MODIFIER LES LOIS D'EINSTEIN ? Depuis, les physiciens s'opposent violemment. Même Stephen Hawking est sorti de son silence il y a quelques semaines pour proposer via un article au titre provocateur, "Il n'y a pas de trous noir" - ni plus ni moins que de modifier les lois d'Einstein autour de l'horizon des événements... "Et c'est là que l'hypothèse de Maldacena et Susskind tombe comme un pavé dans la mare", ajoute Iosif Bena. Avec leur équivalence entre le trou de ver et l'intrication, les deux physiciens parviennent en effet à résoudre le problème : si ER=EPR, il n'y a pas deux particules, une qui entre et une qui sort du trou noir... Le rayonnement de Hawking nait de la formation d'une unique particule qui, placée au centre d'un trou de ver, devient visible des deux de l'horizon !
Pour l'instant, impossible de trancher entre les deux visions.

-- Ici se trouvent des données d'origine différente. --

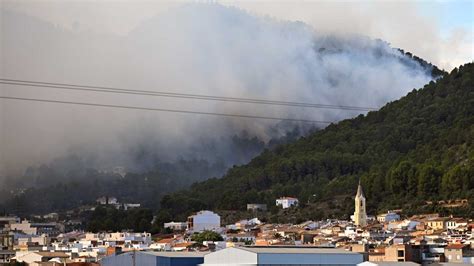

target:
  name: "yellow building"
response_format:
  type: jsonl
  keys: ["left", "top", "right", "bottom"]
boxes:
{"left": 425, "top": 218, "right": 446, "bottom": 230}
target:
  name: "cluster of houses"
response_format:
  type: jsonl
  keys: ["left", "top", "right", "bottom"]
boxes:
{"left": 0, "top": 219, "right": 154, "bottom": 265}
{"left": 0, "top": 185, "right": 472, "bottom": 265}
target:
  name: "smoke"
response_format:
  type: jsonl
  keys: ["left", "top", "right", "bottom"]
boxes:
{"left": 4, "top": 1, "right": 471, "bottom": 70}
{"left": 1, "top": 3, "right": 434, "bottom": 176}
{"left": 226, "top": 1, "right": 473, "bottom": 71}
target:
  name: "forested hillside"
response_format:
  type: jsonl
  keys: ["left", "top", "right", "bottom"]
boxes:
{"left": 0, "top": 129, "right": 304, "bottom": 215}
{"left": 160, "top": 63, "right": 474, "bottom": 221}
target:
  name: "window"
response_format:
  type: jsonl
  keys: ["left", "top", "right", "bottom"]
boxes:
{"left": 398, "top": 250, "right": 405, "bottom": 257}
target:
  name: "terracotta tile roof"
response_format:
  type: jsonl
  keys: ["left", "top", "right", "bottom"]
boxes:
{"left": 157, "top": 238, "right": 174, "bottom": 244}
{"left": 446, "top": 243, "right": 465, "bottom": 249}
{"left": 173, "top": 242, "right": 193, "bottom": 248}
{"left": 35, "top": 251, "right": 69, "bottom": 258}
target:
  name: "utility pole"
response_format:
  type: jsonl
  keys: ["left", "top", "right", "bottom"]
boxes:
{"left": 132, "top": 248, "right": 136, "bottom": 266}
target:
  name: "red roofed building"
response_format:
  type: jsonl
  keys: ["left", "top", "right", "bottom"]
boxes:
{"left": 444, "top": 244, "right": 466, "bottom": 263}
{"left": 172, "top": 242, "right": 194, "bottom": 252}
{"left": 150, "top": 238, "right": 175, "bottom": 251}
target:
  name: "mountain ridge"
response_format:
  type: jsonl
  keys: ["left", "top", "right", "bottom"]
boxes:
{"left": 159, "top": 63, "right": 474, "bottom": 222}
{"left": 0, "top": 5, "right": 452, "bottom": 218}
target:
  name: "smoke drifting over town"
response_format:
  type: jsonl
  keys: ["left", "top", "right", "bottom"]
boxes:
{"left": 1, "top": 3, "right": 435, "bottom": 176}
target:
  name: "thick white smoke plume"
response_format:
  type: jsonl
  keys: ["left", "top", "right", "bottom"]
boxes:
{"left": 1, "top": 3, "right": 434, "bottom": 175}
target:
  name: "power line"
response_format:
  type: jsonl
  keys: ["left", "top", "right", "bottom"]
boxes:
{"left": 0, "top": 96, "right": 334, "bottom": 124}
{"left": 1, "top": 79, "right": 374, "bottom": 111}
{"left": 0, "top": 78, "right": 377, "bottom": 111}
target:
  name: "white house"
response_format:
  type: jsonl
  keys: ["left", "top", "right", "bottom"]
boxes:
{"left": 150, "top": 238, "right": 175, "bottom": 251}
{"left": 14, "top": 251, "right": 69, "bottom": 266}
{"left": 8, "top": 220, "right": 37, "bottom": 235}
{"left": 445, "top": 218, "right": 468, "bottom": 230}
{"left": 387, "top": 220, "right": 420, "bottom": 231}
{"left": 225, "top": 232, "right": 256, "bottom": 243}
{"left": 377, "top": 212, "right": 401, "bottom": 223}
{"left": 247, "top": 218, "right": 262, "bottom": 226}
{"left": 18, "top": 234, "right": 50, "bottom": 246}
{"left": 187, "top": 210, "right": 221, "bottom": 232}
{"left": 82, "top": 232, "right": 151, "bottom": 246}
{"left": 96, "top": 196, "right": 118, "bottom": 205}
{"left": 276, "top": 197, "right": 299, "bottom": 209}
{"left": 123, "top": 203, "right": 141, "bottom": 210}
{"left": 104, "top": 232, "right": 152, "bottom": 244}
{"left": 344, "top": 226, "right": 357, "bottom": 237}
{"left": 164, "top": 221, "right": 187, "bottom": 231}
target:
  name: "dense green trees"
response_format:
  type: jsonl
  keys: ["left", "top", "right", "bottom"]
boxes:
{"left": 0, "top": 158, "right": 227, "bottom": 216}
{"left": 442, "top": 164, "right": 473, "bottom": 197}
{"left": 0, "top": 126, "right": 310, "bottom": 217}
{"left": 161, "top": 63, "right": 474, "bottom": 221}
{"left": 191, "top": 231, "right": 224, "bottom": 243}
{"left": 1, "top": 62, "right": 471, "bottom": 227}
{"left": 86, "top": 206, "right": 153, "bottom": 233}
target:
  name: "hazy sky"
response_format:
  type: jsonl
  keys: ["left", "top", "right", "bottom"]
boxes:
{"left": 0, "top": 0, "right": 472, "bottom": 176}
{"left": 2, "top": 0, "right": 473, "bottom": 70}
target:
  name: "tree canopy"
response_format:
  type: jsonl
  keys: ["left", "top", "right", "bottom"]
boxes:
{"left": 191, "top": 231, "right": 224, "bottom": 243}
{"left": 161, "top": 63, "right": 474, "bottom": 221}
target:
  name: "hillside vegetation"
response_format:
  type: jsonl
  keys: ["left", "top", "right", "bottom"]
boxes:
{"left": 160, "top": 63, "right": 474, "bottom": 222}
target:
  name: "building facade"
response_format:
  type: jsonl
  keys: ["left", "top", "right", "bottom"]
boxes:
{"left": 164, "top": 222, "right": 187, "bottom": 231}
{"left": 377, "top": 212, "right": 400, "bottom": 223}
{"left": 187, "top": 211, "right": 220, "bottom": 232}
{"left": 276, "top": 197, "right": 299, "bottom": 209}
{"left": 425, "top": 218, "right": 446, "bottom": 230}
{"left": 383, "top": 244, "right": 421, "bottom": 263}
{"left": 444, "top": 244, "right": 465, "bottom": 263}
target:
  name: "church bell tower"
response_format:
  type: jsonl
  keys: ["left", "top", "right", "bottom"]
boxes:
{"left": 354, "top": 180, "right": 367, "bottom": 227}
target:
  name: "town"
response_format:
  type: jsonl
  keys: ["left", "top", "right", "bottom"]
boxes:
{"left": 2, "top": 0, "right": 473, "bottom": 265}
{"left": 0, "top": 183, "right": 472, "bottom": 265}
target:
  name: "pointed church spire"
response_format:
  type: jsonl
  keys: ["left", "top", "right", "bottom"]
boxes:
{"left": 356, "top": 179, "right": 365, "bottom": 198}
{"left": 354, "top": 179, "right": 367, "bottom": 227}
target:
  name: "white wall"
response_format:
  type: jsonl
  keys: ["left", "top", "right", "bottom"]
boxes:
{"left": 259, "top": 253, "right": 363, "bottom": 264}
{"left": 201, "top": 247, "right": 257, "bottom": 265}
{"left": 192, "top": 211, "right": 220, "bottom": 232}
{"left": 276, "top": 199, "right": 298, "bottom": 209}
{"left": 201, "top": 247, "right": 364, "bottom": 265}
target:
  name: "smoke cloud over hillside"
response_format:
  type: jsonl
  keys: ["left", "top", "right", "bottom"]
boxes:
{"left": 0, "top": 3, "right": 435, "bottom": 176}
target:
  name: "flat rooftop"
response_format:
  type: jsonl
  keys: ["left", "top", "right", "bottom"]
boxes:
{"left": 0, "top": 250, "right": 15, "bottom": 255}
{"left": 140, "top": 251, "right": 209, "bottom": 258}
{"left": 363, "top": 262, "right": 420, "bottom": 266}
{"left": 236, "top": 246, "right": 358, "bottom": 254}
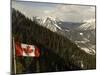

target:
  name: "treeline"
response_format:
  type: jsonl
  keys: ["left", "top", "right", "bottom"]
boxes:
{"left": 12, "top": 8, "right": 96, "bottom": 73}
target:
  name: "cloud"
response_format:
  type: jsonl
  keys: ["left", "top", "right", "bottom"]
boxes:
{"left": 12, "top": 1, "right": 95, "bottom": 22}
{"left": 43, "top": 4, "right": 95, "bottom": 22}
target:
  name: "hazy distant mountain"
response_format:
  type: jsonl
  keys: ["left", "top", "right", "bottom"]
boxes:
{"left": 78, "top": 19, "right": 95, "bottom": 30}
{"left": 65, "top": 19, "right": 96, "bottom": 55}
{"left": 74, "top": 19, "right": 96, "bottom": 55}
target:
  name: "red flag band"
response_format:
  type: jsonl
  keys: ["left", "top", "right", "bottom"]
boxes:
{"left": 35, "top": 47, "right": 40, "bottom": 57}
{"left": 15, "top": 42, "right": 23, "bottom": 56}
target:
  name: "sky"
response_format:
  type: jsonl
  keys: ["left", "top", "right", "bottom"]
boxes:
{"left": 12, "top": 1, "right": 95, "bottom": 22}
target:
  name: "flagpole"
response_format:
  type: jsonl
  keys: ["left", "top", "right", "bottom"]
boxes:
{"left": 13, "top": 37, "right": 16, "bottom": 74}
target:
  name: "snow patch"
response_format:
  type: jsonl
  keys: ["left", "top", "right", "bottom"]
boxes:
{"left": 80, "top": 47, "right": 95, "bottom": 55}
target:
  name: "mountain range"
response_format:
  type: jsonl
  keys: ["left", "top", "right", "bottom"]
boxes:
{"left": 33, "top": 16, "right": 96, "bottom": 55}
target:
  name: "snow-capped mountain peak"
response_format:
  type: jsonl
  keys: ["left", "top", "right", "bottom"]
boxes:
{"left": 79, "top": 19, "right": 95, "bottom": 30}
{"left": 34, "top": 16, "right": 62, "bottom": 32}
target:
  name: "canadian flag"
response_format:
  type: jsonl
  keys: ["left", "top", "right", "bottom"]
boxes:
{"left": 15, "top": 42, "right": 40, "bottom": 57}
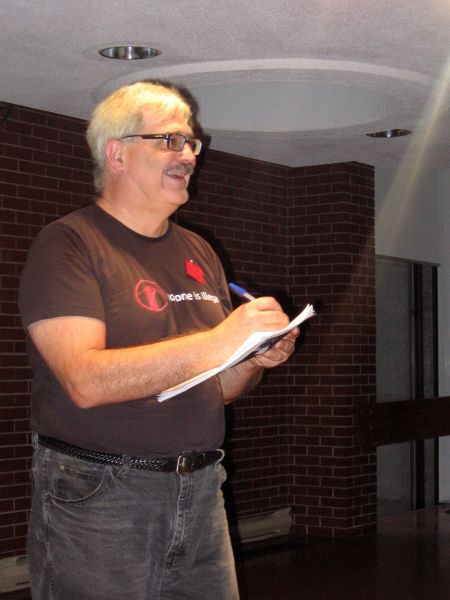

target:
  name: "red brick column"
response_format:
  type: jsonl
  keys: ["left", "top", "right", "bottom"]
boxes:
{"left": 286, "top": 162, "right": 377, "bottom": 537}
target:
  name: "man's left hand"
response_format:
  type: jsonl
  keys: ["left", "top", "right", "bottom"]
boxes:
{"left": 249, "top": 328, "right": 300, "bottom": 369}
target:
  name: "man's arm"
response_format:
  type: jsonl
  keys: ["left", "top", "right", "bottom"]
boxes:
{"left": 28, "top": 297, "right": 291, "bottom": 409}
{"left": 218, "top": 329, "right": 299, "bottom": 403}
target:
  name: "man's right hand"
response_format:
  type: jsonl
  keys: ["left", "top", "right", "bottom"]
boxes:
{"left": 211, "top": 297, "right": 290, "bottom": 363}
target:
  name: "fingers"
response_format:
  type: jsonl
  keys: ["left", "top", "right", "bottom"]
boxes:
{"left": 250, "top": 328, "right": 299, "bottom": 369}
{"left": 237, "top": 297, "right": 290, "bottom": 331}
{"left": 212, "top": 297, "right": 291, "bottom": 363}
{"left": 220, "top": 296, "right": 290, "bottom": 338}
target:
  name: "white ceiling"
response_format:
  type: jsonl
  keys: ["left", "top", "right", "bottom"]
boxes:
{"left": 1, "top": 0, "right": 449, "bottom": 170}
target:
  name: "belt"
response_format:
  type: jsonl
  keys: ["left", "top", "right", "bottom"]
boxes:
{"left": 38, "top": 435, "right": 224, "bottom": 475}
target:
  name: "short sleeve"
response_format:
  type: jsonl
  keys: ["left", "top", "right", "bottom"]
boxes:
{"left": 19, "top": 222, "right": 105, "bottom": 328}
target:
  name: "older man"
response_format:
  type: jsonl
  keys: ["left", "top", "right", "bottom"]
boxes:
{"left": 19, "top": 81, "right": 298, "bottom": 599}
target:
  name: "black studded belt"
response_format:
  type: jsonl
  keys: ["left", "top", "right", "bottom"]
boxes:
{"left": 38, "top": 435, "right": 224, "bottom": 475}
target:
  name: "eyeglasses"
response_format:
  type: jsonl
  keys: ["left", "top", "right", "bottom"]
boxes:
{"left": 119, "top": 132, "right": 202, "bottom": 156}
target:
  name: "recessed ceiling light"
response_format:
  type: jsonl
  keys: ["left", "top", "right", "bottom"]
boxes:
{"left": 98, "top": 45, "right": 160, "bottom": 60}
{"left": 366, "top": 129, "right": 411, "bottom": 138}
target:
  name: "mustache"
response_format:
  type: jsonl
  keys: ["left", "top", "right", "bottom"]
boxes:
{"left": 166, "top": 162, "right": 195, "bottom": 176}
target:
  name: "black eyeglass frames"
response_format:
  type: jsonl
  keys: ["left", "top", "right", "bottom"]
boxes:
{"left": 119, "top": 133, "right": 202, "bottom": 156}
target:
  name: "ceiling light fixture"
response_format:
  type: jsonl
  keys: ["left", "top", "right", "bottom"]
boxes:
{"left": 98, "top": 45, "right": 160, "bottom": 60}
{"left": 366, "top": 129, "right": 411, "bottom": 138}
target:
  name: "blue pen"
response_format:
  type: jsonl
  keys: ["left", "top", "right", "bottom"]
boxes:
{"left": 228, "top": 282, "right": 256, "bottom": 301}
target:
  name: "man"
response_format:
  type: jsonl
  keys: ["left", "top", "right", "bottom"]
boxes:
{"left": 19, "top": 81, "right": 298, "bottom": 599}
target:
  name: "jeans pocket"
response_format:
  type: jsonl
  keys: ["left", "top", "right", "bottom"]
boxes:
{"left": 46, "top": 452, "right": 110, "bottom": 503}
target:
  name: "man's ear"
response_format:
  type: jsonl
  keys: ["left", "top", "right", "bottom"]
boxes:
{"left": 104, "top": 139, "right": 125, "bottom": 172}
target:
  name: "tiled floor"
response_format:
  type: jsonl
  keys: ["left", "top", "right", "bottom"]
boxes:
{"left": 4, "top": 505, "right": 450, "bottom": 599}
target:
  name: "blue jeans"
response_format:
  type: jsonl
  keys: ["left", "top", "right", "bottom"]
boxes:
{"left": 28, "top": 435, "right": 239, "bottom": 599}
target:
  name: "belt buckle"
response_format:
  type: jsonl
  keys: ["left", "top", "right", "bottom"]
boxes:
{"left": 176, "top": 451, "right": 205, "bottom": 476}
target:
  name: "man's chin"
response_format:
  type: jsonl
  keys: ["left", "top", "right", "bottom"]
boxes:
{"left": 169, "top": 190, "right": 189, "bottom": 207}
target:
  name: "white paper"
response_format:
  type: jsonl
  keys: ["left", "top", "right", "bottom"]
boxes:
{"left": 157, "top": 303, "right": 315, "bottom": 402}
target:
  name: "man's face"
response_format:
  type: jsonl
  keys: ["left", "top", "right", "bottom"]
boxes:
{"left": 121, "top": 107, "right": 197, "bottom": 213}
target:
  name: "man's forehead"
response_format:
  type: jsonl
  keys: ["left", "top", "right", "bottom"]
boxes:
{"left": 140, "top": 107, "right": 192, "bottom": 134}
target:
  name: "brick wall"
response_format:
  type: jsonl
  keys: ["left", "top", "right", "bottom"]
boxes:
{"left": 0, "top": 105, "right": 94, "bottom": 558}
{"left": 0, "top": 104, "right": 376, "bottom": 559}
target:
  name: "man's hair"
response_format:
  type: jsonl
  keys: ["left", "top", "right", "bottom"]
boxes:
{"left": 86, "top": 81, "right": 193, "bottom": 192}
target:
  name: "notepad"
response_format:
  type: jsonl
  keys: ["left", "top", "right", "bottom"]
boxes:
{"left": 157, "top": 303, "right": 315, "bottom": 402}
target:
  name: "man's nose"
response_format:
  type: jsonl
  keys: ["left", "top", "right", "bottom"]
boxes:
{"left": 180, "top": 143, "right": 197, "bottom": 162}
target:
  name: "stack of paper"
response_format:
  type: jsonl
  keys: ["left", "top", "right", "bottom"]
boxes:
{"left": 157, "top": 303, "right": 315, "bottom": 402}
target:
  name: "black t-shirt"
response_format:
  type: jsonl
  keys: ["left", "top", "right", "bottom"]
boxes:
{"left": 19, "top": 204, "right": 232, "bottom": 456}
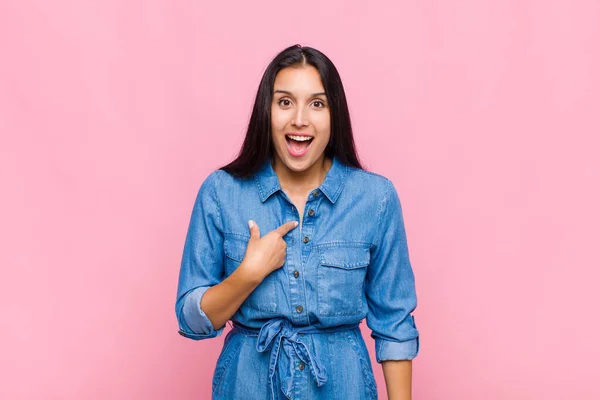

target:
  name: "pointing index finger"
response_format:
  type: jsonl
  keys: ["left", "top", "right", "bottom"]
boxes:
{"left": 275, "top": 221, "right": 299, "bottom": 236}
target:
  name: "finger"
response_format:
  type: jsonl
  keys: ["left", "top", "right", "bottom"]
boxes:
{"left": 274, "top": 220, "right": 299, "bottom": 237}
{"left": 248, "top": 220, "right": 261, "bottom": 239}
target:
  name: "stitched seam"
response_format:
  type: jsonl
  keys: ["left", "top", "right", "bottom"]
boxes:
{"left": 223, "top": 232, "right": 251, "bottom": 240}
{"left": 347, "top": 168, "right": 389, "bottom": 250}
{"left": 213, "top": 170, "right": 225, "bottom": 233}
{"left": 352, "top": 168, "right": 387, "bottom": 179}
{"left": 224, "top": 239, "right": 245, "bottom": 262}
{"left": 319, "top": 246, "right": 370, "bottom": 268}
{"left": 253, "top": 172, "right": 264, "bottom": 201}
{"left": 346, "top": 331, "right": 378, "bottom": 397}
{"left": 330, "top": 164, "right": 350, "bottom": 202}
{"left": 320, "top": 263, "right": 368, "bottom": 269}
{"left": 313, "top": 241, "right": 371, "bottom": 249}
{"left": 374, "top": 178, "right": 392, "bottom": 249}
{"left": 212, "top": 333, "right": 243, "bottom": 397}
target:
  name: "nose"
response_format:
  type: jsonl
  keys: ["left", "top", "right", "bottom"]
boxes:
{"left": 292, "top": 107, "right": 308, "bottom": 128}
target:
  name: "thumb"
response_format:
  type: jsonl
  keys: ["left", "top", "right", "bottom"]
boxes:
{"left": 248, "top": 220, "right": 260, "bottom": 239}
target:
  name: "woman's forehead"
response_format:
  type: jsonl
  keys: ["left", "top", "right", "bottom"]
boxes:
{"left": 273, "top": 66, "right": 325, "bottom": 95}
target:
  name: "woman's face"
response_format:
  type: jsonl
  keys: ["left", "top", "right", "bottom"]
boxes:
{"left": 270, "top": 65, "right": 331, "bottom": 173}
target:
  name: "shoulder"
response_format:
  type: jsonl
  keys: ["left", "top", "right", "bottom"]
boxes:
{"left": 194, "top": 169, "right": 226, "bottom": 201}
{"left": 197, "top": 170, "right": 222, "bottom": 194}
{"left": 200, "top": 168, "right": 244, "bottom": 186}
{"left": 198, "top": 168, "right": 255, "bottom": 198}
{"left": 344, "top": 166, "right": 403, "bottom": 220}
{"left": 345, "top": 166, "right": 395, "bottom": 197}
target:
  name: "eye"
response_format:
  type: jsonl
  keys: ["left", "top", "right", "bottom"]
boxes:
{"left": 312, "top": 100, "right": 325, "bottom": 108}
{"left": 278, "top": 99, "right": 292, "bottom": 107}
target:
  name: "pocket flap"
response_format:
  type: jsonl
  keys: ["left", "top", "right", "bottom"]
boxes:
{"left": 224, "top": 236, "right": 248, "bottom": 262}
{"left": 319, "top": 246, "right": 370, "bottom": 270}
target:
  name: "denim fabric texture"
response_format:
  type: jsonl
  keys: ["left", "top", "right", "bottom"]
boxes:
{"left": 175, "top": 155, "right": 420, "bottom": 399}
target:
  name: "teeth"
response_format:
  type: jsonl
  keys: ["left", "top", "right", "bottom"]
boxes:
{"left": 287, "top": 135, "right": 312, "bottom": 142}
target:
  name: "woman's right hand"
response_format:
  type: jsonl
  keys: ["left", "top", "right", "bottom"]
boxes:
{"left": 241, "top": 219, "right": 299, "bottom": 281}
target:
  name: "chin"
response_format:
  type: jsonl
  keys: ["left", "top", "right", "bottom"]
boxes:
{"left": 283, "top": 156, "right": 311, "bottom": 170}
{"left": 274, "top": 148, "right": 311, "bottom": 170}
{"left": 287, "top": 161, "right": 312, "bottom": 172}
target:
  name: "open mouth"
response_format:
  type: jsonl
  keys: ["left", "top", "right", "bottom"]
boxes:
{"left": 285, "top": 134, "right": 314, "bottom": 157}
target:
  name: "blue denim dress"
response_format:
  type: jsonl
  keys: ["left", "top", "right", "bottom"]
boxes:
{"left": 175, "top": 155, "right": 420, "bottom": 399}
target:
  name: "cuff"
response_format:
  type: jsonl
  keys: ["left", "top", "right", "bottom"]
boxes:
{"left": 375, "top": 337, "right": 420, "bottom": 362}
{"left": 179, "top": 287, "right": 224, "bottom": 340}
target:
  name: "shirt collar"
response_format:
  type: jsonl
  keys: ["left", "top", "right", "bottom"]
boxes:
{"left": 254, "top": 155, "right": 349, "bottom": 204}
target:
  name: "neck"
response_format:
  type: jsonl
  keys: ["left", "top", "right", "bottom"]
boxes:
{"left": 272, "top": 154, "right": 332, "bottom": 196}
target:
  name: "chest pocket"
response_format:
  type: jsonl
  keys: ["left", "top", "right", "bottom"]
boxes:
{"left": 224, "top": 236, "right": 278, "bottom": 314}
{"left": 316, "top": 245, "right": 370, "bottom": 316}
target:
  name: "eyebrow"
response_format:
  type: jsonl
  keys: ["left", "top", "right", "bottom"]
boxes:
{"left": 273, "top": 90, "right": 327, "bottom": 97}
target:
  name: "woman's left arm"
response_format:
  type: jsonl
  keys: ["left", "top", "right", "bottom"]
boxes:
{"left": 382, "top": 360, "right": 412, "bottom": 400}
{"left": 365, "top": 178, "right": 420, "bottom": 398}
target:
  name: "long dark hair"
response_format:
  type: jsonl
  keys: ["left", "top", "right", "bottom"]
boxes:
{"left": 219, "top": 44, "right": 364, "bottom": 178}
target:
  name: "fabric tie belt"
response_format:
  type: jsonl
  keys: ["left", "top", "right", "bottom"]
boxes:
{"left": 232, "top": 317, "right": 360, "bottom": 400}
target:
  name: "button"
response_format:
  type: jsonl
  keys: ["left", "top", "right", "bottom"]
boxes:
{"left": 296, "top": 305, "right": 303, "bottom": 313}
{"left": 293, "top": 270, "right": 299, "bottom": 278}
{"left": 299, "top": 362, "right": 305, "bottom": 370}
{"left": 308, "top": 209, "right": 315, "bottom": 217}
{"left": 312, "top": 190, "right": 319, "bottom": 197}
{"left": 303, "top": 236, "right": 309, "bottom": 244}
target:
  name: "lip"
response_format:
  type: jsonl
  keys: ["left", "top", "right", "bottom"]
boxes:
{"left": 284, "top": 134, "right": 314, "bottom": 158}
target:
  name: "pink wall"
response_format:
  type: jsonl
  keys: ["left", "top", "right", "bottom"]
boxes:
{"left": 1, "top": 0, "right": 599, "bottom": 398}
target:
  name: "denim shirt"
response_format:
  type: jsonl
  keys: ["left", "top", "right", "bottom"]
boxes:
{"left": 175, "top": 155, "right": 420, "bottom": 362}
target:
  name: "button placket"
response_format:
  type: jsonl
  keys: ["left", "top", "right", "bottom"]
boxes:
{"left": 286, "top": 191, "right": 322, "bottom": 325}
{"left": 284, "top": 195, "right": 309, "bottom": 325}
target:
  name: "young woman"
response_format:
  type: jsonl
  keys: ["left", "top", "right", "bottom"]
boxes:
{"left": 175, "top": 44, "right": 420, "bottom": 400}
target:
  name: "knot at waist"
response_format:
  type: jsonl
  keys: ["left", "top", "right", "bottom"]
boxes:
{"left": 231, "top": 318, "right": 359, "bottom": 400}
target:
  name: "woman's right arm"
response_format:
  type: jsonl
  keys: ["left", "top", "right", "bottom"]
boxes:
{"left": 198, "top": 260, "right": 263, "bottom": 331}
{"left": 200, "top": 219, "right": 298, "bottom": 331}
{"left": 175, "top": 171, "right": 297, "bottom": 340}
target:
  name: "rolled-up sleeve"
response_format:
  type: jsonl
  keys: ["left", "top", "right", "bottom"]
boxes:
{"left": 175, "top": 171, "right": 226, "bottom": 340}
{"left": 365, "top": 178, "right": 420, "bottom": 362}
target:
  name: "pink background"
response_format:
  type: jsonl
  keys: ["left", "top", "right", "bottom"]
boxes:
{"left": 1, "top": 0, "right": 599, "bottom": 398}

La solution des murs de feu a l'avantage d'être appuyée par des calculs issus de la théorie des cordes... mais elle met à mal la relativité générale d'Einstein. La solution ER=EPR a l'avantage de proposer une alliance sans heurts des théories quantique et relativiste... mais elle manque pour l'instant d'une base fondamentale. "Une seule chose est sûre pour l'instant : le fuzzball, le mur de feu, et ER=EPR sont les seuls qui peuvent résoudre le paradoxe de l'information sans faire appel à des idées bidon", conclut Iosif Bena. Les physiciens le sentent. Ils sont sur le seuil de la porte... vers la théorie du tout. "La difficulté a été de transformer un paradoxe en question qui soit à la fois techniquement précise, physiquement raisonnable et que l'on pourrai peut-être trancher, explique Constantin Bachas, théoricien à l'Ecole normale supérieure à Paris. On a fait un pas dans cette direction : on a trouvé un problème théorique qui pourrait orienter la recherche d'une théorie de gravité quantique. Que se passe-t-il quand on plonge dans un trou noir ? Voilà la question qui devrait amener les physiciens à réconcilier les atomes, les pommes, les planètes et les étoiles.